Large language models are controlled by a tiny cohort of corporations

Clive Thompson
6 min readMar 31, 2023
Photo by Emiliano Vittoriosi on Unsplash

The new regime of large language models — used in products like ChatGPT and Bard — raise a ton of concerns.

For one, the models are prone to bullshitting, squirting out answers that are filled unpredictably with falsehoods. The models are also based on the mass hoovering-up of online text authored by humans, a practice that raises ethical questions. They make it trivially easy to flood the Internet with material ranging from shoulder-shrugging, eh-good-enough-I-guess SEOized chum to flat-out disinfo. They might cannibalize a ton of jobs. They highlight the way many tech leaders radically devalue and misunderstand human experience: “Hey, maybe we meatsacks are just stochastic parrots too, amirite?” That’s just for starters; you can add many other concerns besides.
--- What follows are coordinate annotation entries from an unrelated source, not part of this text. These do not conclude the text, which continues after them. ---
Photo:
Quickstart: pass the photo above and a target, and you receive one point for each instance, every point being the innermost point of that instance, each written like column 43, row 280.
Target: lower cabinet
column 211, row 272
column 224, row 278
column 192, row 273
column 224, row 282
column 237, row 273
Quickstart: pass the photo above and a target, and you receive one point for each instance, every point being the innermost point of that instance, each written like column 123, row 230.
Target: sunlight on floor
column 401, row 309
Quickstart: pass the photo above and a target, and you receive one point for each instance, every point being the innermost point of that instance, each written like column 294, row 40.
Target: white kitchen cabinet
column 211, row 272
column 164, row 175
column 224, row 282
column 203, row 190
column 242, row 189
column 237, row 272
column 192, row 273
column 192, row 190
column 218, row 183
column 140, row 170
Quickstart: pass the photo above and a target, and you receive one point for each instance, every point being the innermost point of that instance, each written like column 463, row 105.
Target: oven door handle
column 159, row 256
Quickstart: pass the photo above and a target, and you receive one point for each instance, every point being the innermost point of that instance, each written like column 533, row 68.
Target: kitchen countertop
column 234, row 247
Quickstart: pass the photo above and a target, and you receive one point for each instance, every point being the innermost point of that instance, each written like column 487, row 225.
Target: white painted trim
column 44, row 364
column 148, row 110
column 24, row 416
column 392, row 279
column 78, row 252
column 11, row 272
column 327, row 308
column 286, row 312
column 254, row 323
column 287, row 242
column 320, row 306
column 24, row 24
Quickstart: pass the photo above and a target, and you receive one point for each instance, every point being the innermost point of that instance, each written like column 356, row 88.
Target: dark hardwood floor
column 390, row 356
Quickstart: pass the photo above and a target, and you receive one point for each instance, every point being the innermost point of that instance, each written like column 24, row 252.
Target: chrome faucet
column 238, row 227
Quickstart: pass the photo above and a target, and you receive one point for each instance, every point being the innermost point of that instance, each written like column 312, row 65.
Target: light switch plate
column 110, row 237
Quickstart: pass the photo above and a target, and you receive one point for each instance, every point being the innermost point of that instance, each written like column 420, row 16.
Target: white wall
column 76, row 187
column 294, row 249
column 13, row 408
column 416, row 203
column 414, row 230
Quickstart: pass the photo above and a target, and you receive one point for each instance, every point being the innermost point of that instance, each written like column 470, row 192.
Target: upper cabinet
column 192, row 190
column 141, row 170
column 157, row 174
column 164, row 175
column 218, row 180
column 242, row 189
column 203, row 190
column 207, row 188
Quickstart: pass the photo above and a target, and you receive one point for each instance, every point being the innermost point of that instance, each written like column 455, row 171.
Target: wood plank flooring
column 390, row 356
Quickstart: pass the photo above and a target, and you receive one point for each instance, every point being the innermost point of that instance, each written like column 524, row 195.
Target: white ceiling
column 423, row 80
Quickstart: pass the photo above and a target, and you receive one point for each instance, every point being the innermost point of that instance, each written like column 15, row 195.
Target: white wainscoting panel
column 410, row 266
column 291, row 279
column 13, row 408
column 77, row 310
Mind you, ardent fans of these big models believe these problems are either overblown or outweighed by possible upsides. The models can be used as a creative impetus, they argue; they can propel spiffy new automations that make individual workers far more efficient. They could be used as a learning tool, quickly summarizing entire fields and documents. Again, you keep this list going too, if you want.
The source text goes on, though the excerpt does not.